Welcome back to IT Pro Tuesday!
The latest episode of the Security Swarm Podcast: "Generative AI in Defensive Tools,” unravels the transformative impact of AI in cybersecurity defense. Discover how AI empowers defenders with enhanced knowledge of setting up robust defense mechanisms, from firewalls to anomaly detection systems. Amidst the prevailing focus on AI’s darker aspects, this episode illuminates its positive role in the security space, equipping blue teams to match wits with increasingly intelligent adversaries.
We're also looking for your favorite tips and tools we can share with the community... those that help you do your job better and more easily. Please reply or leave a comment with your suggestions, and we'll be featuring them in the coming weeks.
As always, we’re updating the full list on our website here. Enjoy.
A Free Tool
Pinkie is a collection of network troubleshooting tools with an intuitive user interface. Offers pinging of multiple hosts, automated forward/reverse DNS lookups, and traceroute functionalities. Results can be conveniently saved to disk or copied to the clipboard, and traceroute supports both overall and per-hop copying, with right-click access to the last hop. Also includes a subnet calculator, ping sweep, port scanner, and TFTP server with support for RFC 1783 and 1784. hiirogen likes to "throw a bunch of IP's into it and continuously ping all of them at once in one window … It's mildly annoying that it seems to want you to register every time you launch it even if you already have, but other than that I dig it and it's free."

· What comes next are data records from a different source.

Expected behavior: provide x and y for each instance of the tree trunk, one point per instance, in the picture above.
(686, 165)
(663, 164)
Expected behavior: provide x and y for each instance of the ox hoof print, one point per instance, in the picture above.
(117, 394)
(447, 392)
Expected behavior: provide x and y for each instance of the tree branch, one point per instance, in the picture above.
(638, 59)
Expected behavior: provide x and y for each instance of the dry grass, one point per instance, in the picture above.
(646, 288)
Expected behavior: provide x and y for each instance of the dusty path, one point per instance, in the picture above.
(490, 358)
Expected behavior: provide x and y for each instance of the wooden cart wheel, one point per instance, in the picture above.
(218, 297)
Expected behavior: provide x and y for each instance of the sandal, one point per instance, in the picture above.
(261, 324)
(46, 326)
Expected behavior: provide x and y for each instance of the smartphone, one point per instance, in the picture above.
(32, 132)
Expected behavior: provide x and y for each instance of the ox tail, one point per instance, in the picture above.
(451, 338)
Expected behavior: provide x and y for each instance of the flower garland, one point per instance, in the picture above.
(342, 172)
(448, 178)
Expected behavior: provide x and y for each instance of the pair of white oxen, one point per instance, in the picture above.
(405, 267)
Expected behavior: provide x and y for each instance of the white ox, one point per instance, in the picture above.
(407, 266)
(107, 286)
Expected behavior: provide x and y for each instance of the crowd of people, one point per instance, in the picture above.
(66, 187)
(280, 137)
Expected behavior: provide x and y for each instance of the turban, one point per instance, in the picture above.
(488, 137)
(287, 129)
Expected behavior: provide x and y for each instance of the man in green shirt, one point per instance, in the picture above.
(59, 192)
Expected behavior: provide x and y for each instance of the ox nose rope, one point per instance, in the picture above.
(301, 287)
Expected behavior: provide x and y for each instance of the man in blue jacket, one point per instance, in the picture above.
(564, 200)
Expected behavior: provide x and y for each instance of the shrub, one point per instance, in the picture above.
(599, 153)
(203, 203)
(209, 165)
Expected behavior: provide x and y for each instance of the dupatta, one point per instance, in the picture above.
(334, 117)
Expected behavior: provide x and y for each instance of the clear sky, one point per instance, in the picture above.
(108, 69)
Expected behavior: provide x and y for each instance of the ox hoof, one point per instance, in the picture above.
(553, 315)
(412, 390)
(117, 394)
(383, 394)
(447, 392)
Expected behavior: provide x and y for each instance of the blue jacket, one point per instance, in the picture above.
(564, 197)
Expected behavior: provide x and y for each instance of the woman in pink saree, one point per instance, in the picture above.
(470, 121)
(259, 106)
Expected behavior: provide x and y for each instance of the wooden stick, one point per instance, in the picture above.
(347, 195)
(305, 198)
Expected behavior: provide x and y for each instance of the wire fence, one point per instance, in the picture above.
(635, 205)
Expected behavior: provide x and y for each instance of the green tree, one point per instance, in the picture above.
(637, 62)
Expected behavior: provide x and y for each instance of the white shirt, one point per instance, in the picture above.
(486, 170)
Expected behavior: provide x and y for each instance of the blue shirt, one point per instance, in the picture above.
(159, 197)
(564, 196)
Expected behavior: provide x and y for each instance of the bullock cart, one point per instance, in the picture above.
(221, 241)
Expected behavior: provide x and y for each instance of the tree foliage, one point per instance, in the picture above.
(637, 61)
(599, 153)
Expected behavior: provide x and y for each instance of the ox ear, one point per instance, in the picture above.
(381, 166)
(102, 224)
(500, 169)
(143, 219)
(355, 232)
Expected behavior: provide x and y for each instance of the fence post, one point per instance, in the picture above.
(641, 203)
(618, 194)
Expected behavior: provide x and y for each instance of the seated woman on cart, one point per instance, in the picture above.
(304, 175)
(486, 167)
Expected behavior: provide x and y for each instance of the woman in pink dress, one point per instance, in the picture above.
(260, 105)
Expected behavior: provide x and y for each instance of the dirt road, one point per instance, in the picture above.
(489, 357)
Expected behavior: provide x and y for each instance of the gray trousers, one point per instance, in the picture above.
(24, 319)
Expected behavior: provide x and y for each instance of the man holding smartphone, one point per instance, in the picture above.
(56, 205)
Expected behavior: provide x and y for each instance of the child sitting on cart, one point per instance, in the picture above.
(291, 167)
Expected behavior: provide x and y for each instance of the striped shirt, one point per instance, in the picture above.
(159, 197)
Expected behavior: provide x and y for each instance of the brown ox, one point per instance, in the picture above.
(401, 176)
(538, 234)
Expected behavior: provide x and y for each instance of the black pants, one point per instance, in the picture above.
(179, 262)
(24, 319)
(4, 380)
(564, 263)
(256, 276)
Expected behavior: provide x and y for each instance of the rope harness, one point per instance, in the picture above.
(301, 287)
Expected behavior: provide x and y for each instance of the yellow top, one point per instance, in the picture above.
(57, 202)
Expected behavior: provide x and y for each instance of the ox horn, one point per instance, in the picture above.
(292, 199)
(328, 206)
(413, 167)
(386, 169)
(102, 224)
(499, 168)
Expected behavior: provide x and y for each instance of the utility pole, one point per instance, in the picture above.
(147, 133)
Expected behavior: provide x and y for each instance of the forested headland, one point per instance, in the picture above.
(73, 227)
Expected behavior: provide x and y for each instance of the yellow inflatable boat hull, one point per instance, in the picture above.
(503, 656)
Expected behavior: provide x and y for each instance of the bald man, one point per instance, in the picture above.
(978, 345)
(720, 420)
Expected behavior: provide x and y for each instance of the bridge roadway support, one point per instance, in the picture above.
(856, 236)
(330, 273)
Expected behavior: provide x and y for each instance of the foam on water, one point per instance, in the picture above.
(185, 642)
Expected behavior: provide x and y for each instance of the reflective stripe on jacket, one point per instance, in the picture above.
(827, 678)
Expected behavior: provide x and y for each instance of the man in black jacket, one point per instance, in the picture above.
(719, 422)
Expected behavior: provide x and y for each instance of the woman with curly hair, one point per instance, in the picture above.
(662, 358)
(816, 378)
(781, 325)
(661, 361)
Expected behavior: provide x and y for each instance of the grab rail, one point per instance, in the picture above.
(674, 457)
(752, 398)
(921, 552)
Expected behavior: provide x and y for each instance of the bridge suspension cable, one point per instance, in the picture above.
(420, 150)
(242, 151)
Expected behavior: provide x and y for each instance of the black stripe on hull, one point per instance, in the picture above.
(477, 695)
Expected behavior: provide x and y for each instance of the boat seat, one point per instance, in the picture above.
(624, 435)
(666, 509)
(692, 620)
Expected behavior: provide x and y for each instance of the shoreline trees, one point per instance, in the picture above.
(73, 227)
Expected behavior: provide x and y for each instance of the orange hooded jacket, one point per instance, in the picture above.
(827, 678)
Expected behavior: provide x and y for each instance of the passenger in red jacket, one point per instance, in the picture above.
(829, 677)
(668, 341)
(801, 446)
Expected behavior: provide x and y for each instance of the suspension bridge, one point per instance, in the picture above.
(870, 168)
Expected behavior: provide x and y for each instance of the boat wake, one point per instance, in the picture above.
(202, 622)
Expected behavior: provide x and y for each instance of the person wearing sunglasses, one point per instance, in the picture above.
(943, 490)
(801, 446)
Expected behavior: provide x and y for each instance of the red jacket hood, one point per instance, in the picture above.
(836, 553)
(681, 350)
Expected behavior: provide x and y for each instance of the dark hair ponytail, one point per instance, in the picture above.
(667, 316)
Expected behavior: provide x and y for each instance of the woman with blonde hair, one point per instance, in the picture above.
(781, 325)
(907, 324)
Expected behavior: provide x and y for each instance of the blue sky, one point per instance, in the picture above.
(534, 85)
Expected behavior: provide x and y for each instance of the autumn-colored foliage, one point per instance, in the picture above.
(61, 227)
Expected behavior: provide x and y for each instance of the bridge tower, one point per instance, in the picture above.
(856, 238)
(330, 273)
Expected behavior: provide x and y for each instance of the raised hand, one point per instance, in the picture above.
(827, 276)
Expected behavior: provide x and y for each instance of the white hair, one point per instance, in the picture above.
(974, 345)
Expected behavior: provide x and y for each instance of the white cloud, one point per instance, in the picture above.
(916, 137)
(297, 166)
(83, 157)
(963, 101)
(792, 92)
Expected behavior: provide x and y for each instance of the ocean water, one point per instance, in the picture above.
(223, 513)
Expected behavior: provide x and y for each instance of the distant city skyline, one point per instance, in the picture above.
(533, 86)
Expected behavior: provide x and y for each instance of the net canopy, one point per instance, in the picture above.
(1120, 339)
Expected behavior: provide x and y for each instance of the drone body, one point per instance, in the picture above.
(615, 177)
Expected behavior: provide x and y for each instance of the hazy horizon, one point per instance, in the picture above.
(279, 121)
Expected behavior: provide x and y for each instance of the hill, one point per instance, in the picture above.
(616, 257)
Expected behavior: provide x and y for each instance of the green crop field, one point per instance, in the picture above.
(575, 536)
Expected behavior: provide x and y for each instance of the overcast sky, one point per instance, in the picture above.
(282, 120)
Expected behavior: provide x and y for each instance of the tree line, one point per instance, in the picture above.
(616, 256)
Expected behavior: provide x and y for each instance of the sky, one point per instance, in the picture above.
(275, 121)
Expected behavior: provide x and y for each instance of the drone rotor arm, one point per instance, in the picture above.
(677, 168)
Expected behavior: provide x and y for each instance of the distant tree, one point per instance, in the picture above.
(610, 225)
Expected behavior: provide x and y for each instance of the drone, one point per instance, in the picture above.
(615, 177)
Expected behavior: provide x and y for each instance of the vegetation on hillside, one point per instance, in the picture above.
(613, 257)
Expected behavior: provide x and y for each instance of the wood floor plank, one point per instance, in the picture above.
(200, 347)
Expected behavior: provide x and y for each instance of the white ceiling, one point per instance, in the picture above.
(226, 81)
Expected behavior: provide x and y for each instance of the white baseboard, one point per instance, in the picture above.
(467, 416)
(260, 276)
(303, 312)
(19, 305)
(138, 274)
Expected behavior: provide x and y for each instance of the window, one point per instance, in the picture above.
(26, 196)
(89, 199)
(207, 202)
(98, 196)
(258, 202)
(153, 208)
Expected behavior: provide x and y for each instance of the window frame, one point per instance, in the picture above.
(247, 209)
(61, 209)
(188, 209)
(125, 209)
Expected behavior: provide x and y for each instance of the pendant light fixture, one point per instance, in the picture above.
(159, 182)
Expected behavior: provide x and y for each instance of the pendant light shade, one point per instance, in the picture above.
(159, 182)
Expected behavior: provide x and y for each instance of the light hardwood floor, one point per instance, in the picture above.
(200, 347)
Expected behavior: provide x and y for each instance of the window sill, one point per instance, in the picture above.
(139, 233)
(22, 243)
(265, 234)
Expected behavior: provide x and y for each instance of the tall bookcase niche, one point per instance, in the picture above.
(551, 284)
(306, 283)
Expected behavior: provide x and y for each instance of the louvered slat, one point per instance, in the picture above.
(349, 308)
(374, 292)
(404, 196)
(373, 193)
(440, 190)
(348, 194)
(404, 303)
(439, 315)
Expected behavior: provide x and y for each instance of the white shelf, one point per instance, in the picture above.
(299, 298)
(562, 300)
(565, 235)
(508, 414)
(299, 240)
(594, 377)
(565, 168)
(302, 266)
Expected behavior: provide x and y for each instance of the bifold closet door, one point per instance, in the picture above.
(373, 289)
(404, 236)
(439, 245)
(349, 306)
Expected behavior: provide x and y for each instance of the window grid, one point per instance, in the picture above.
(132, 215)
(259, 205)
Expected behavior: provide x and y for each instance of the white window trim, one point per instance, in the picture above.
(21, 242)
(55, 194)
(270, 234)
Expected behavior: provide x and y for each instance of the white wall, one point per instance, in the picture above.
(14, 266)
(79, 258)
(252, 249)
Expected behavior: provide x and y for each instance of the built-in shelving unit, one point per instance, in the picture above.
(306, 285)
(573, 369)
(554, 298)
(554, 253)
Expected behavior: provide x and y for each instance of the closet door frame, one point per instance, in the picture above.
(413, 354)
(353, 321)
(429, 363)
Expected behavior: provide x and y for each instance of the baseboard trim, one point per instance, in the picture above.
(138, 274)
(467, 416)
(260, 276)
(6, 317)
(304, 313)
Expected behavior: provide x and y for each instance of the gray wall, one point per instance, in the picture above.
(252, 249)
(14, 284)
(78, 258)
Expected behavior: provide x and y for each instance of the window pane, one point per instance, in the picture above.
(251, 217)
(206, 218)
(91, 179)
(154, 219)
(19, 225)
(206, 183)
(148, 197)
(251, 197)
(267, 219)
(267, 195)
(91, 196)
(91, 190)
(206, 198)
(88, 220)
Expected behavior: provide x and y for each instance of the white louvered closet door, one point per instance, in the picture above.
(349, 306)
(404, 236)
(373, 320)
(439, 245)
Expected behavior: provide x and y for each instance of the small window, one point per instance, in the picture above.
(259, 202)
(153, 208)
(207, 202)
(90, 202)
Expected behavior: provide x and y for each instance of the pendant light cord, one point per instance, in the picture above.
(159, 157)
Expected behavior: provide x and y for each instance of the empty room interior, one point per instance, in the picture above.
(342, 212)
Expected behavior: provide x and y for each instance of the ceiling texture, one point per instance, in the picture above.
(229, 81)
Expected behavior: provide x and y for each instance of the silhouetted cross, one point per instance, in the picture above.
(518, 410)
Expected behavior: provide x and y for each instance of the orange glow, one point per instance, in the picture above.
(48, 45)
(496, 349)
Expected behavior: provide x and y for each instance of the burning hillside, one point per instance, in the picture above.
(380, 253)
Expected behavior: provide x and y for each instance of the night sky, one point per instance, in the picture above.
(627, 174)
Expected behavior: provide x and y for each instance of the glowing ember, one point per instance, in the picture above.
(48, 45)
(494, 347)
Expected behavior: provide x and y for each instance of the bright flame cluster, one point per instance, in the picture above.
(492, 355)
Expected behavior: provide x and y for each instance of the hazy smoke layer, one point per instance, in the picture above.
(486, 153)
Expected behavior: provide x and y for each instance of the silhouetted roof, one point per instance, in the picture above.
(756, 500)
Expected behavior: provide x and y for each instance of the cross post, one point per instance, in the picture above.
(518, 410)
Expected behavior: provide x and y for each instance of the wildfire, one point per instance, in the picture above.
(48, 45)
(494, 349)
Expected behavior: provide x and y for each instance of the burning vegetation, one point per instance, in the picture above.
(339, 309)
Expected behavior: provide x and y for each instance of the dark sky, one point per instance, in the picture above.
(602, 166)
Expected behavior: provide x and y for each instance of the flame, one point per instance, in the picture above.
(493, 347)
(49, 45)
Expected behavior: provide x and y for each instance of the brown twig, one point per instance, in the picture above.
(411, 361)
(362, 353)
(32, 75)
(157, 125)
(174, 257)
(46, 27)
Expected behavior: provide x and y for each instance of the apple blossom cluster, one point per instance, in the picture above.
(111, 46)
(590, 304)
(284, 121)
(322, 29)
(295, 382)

Create an Inactive M365 User Report with Microsoft Graph PowerShell explains how you can assess the accuracy of your M365 user list so you can identify dormant accounts that might expose your tenant to unnecessary risks. Covers how to extract a comprehensive list, including the LastSignInDateTime property and the LastNonInteractiveSignInDateTime property. Author notapplemaxwindows explains, it "will create a report of users with these 2 values including any licenses they have assigned. Simply sort the columns in Excel once you have the report to achieve your desired result!"
Another Free Tool
Vector is an open-source, high-speed solution for constructing observability pipelines. This featherweight tool seamlessly gathers, reshapes, and directs logs and metrics to allow effortless collection, transformation, and forwarding to your vendors. Delivers speeds up to tenfold greater than any comparable alternative. putacertonit appreciates that it "runs on windows and can receive syslog."
Dissecting Popular IT Nerds is a podcast intended for visionary leaders who seek to leverage IT as a "business force multiplier." Learn how IT executives are navigating the corporate landscape, propelling career growth, shaping user experiences, and building a nice work/life balance along the way. Odd-Card9468 adds, "Phil (the host) goes off into various tangents and it’s quite fun."
One More Free Tool
Roboshadow stands as a comprehensive cyber platform, seamlessly integrating essential components from cyber audits and penetration testing into a user-friendly, well-supported environment. With its free tier, organizations of all sizes can access a daily cyber governance report, to effortlessly foster heightened cyber awareness. Scripted_Shaman raves, "Literally the only free vulnerability management system out there. The free version of roboshadow does more than the premium service tier from Galactic Advisors."
P.S. Bonus Free Tools
OpenedFilesView is a utility that provides an inventory of currently opened files on your system, as well as useful data like handle value, access privileges, file position, and the corresponding responsible process. It can also close individual files or terminate the processes associated with them. OttoVonMonstertruck finds it "very useful to ID what programs have open file handles."
System Informer is a versatile system management tool designed to seamlessly monitor and analyze system resources, troubleshoot software issues, and identify potential malware threats. Offers system activity overviews, intuitive graphs, real-time statistics, active network connection monitoring, detailed disk access information, intricate stack trace analysis, and much more. evily2k describes it "like process explorer on steroids. Allows me to kill process that task manager would say access denied."
Have a fantastic week and as usual, let us know any comments.